Cette initiative s'inscrit dans l'exposition plus large "Rave into the Future", qui célèbre la culture rave et la musique électronique à travers le prisme d'artistes femmes et queer d'origine ouest-asiatique. L'exposition comprend des installations vidéo immersives, des sculptures, des photographies, et même une piste de danse en cuivre grandeur nature où tous les visiteurs sont invités à se déhancher.
Imaginez expliquer ça à votre grand-mère française : "Oui mamie, j'ai emmené le petit au musée samedi. Non, pas pour voir des tableaux. Pour une rave. Oui, une rave pour bébés. Avec un DJ. Au musée. C'était génial."

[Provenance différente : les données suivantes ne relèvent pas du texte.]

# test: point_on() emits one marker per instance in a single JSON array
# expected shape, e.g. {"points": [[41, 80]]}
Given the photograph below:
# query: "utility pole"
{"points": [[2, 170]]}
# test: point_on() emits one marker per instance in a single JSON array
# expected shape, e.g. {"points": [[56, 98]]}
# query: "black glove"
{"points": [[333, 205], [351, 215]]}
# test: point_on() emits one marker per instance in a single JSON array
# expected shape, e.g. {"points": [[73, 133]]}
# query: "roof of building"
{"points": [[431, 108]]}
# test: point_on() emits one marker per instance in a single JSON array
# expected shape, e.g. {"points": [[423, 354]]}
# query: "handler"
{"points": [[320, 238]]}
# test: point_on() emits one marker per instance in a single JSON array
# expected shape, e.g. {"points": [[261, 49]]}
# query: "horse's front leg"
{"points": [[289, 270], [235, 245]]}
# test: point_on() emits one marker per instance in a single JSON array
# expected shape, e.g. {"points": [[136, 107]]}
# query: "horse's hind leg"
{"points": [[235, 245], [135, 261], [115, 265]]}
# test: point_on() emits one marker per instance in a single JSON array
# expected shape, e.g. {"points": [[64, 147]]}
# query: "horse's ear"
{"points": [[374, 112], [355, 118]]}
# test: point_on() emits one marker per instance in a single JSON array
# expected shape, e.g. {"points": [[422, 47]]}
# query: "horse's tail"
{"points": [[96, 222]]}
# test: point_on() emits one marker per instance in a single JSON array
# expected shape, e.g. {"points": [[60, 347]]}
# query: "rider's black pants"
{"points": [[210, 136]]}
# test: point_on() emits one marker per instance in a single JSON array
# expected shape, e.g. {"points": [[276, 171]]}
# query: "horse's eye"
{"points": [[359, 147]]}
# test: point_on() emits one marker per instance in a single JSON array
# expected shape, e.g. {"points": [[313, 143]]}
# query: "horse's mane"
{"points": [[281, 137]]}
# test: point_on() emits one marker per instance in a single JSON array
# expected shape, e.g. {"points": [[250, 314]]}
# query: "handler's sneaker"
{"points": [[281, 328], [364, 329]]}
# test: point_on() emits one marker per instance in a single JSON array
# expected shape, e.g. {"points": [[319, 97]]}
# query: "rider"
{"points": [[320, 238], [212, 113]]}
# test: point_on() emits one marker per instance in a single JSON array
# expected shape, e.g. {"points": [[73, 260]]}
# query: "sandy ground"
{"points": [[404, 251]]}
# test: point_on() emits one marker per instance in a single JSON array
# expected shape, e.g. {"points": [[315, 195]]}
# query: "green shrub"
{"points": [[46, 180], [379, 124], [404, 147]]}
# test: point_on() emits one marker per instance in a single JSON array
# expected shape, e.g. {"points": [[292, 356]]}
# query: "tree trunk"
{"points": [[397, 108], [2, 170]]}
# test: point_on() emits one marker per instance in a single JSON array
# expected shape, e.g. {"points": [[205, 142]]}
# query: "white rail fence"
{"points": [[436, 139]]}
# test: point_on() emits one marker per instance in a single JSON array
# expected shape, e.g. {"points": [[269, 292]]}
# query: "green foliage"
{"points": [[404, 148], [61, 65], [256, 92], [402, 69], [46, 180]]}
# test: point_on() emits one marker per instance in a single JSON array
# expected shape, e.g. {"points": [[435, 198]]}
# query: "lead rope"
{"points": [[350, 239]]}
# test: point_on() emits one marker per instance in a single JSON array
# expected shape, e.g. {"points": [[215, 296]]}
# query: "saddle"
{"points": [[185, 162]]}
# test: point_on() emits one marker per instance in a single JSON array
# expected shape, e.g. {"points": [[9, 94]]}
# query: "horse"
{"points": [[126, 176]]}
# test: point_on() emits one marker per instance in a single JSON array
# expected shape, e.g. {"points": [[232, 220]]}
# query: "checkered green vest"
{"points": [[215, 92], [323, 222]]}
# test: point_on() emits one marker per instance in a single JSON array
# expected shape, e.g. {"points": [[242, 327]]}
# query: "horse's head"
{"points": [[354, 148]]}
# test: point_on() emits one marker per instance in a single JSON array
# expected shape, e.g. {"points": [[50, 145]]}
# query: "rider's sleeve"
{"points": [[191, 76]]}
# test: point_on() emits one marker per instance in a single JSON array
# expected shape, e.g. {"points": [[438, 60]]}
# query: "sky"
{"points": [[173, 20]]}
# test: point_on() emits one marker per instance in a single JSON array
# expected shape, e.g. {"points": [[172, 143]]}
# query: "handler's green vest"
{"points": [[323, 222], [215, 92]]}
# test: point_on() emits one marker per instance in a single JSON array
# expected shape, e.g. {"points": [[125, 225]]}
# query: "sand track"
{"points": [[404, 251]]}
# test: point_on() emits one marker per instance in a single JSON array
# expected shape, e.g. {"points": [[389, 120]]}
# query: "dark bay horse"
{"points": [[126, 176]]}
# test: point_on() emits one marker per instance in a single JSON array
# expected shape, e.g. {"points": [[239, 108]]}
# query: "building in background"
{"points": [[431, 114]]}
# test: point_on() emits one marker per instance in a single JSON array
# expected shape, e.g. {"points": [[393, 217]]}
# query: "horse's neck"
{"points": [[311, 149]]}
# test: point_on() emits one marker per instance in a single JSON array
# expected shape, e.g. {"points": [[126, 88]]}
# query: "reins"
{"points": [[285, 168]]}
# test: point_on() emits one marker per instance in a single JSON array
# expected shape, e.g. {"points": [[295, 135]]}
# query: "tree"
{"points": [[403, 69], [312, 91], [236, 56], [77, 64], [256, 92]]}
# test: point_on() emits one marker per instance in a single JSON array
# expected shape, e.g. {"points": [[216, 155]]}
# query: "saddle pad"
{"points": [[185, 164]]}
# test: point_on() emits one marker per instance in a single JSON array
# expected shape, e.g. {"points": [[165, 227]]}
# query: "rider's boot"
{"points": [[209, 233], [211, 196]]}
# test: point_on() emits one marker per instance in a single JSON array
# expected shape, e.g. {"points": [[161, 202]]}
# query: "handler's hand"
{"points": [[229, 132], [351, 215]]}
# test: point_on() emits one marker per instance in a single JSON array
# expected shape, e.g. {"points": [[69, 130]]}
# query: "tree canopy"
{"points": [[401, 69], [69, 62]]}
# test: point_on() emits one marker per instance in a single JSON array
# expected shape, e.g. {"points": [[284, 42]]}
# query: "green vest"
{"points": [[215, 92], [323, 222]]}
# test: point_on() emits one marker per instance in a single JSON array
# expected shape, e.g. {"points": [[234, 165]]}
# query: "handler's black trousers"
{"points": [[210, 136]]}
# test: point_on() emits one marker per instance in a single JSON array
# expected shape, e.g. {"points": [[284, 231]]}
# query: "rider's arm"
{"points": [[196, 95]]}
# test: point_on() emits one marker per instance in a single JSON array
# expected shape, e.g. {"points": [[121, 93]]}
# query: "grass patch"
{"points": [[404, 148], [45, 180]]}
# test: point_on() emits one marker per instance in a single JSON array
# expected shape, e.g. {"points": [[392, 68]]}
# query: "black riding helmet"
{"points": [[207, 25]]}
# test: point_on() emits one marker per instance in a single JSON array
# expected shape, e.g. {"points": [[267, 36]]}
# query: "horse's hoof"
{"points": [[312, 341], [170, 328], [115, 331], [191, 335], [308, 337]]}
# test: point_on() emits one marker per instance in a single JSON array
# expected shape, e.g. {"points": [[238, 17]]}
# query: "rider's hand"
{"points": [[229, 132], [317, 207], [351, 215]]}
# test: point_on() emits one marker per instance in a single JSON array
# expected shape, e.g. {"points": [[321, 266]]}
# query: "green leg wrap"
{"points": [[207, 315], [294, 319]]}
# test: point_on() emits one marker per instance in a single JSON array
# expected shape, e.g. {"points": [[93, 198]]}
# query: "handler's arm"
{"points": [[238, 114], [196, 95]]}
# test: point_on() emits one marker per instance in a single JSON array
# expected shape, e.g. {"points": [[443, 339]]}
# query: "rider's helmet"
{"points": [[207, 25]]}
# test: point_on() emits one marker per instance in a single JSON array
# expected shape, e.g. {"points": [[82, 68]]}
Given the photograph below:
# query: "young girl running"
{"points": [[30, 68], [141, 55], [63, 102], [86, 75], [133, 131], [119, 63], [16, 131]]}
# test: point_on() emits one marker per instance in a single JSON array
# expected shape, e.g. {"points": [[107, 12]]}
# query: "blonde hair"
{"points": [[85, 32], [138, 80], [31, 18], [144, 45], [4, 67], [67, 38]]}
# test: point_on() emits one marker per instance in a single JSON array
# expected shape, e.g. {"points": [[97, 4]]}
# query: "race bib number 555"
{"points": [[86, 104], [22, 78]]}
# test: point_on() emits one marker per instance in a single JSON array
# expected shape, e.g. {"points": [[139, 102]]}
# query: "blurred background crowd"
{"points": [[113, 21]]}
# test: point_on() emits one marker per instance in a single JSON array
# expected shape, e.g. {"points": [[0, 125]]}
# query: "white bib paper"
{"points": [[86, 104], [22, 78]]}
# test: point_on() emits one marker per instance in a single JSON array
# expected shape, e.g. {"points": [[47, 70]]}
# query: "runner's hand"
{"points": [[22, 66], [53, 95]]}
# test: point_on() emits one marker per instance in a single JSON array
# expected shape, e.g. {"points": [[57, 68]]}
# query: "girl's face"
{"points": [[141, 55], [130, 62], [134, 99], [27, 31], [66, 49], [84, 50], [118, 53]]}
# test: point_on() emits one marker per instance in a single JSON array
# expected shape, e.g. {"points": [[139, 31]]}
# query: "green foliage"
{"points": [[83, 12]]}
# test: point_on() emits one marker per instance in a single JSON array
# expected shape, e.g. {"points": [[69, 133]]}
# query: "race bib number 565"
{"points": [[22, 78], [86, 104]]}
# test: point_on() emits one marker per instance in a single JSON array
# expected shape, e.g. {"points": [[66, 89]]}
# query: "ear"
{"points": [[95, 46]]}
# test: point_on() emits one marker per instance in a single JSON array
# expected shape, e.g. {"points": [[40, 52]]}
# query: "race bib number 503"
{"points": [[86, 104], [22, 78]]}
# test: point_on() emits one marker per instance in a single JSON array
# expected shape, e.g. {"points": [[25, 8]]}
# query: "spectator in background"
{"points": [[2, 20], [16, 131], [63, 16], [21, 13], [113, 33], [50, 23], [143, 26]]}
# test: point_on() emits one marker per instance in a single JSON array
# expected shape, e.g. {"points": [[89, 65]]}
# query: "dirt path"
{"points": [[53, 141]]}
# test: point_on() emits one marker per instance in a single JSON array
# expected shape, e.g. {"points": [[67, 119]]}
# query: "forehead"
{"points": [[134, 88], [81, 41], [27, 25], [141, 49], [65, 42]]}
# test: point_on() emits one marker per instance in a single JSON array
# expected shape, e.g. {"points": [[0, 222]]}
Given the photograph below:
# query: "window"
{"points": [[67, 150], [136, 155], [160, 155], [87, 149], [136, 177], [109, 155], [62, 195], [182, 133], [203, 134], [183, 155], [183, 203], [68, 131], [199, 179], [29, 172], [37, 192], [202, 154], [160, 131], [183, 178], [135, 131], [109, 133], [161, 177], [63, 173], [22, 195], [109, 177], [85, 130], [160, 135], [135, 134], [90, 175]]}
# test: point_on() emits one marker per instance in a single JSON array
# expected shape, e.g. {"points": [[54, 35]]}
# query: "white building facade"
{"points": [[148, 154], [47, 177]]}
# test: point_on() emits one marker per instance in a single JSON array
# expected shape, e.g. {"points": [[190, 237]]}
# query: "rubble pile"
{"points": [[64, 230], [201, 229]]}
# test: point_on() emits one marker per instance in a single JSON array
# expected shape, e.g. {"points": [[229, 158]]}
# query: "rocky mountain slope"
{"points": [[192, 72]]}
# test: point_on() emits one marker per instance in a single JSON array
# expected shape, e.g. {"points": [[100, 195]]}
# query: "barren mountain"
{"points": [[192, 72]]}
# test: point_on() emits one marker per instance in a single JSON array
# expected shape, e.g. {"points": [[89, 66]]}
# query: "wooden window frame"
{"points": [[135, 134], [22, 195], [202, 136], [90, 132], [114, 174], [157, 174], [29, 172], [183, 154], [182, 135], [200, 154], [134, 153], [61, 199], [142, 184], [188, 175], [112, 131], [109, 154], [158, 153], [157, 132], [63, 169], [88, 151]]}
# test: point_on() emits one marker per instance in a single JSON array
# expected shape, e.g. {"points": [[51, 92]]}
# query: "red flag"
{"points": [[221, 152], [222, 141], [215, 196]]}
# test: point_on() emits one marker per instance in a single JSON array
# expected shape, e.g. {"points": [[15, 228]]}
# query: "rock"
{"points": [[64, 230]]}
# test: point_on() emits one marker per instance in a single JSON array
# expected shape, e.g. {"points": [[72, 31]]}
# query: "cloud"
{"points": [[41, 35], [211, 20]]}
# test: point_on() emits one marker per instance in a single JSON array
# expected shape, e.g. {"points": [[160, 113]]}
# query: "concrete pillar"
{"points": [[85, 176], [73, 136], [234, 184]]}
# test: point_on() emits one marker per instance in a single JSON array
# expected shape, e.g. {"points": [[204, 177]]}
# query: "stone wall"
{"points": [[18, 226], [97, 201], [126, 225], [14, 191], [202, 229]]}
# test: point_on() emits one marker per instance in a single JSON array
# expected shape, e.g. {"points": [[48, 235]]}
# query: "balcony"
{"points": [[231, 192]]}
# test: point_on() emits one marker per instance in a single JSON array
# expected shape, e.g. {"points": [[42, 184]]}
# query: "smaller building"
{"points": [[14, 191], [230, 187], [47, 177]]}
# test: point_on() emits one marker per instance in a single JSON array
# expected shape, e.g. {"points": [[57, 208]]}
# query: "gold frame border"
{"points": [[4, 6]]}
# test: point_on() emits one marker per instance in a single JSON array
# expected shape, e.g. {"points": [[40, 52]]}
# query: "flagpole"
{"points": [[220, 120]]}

Au-delà du folklore et du kitsch assumé, les célébrations de fin d'année dans la Bay Area révèlent quelque chose de plus profond : une capacité à créer de la communauté autour de moments partagés, aussi décalés soient-ils. Qu'on patine aux côtés de drag queens, qu'on coure en sous-vêtements pour la bonne cause, ou qu'on fasse danser son bébé au musée, l'objectif reste le même : célébrer ensemble, dans la joie et l'inclusion.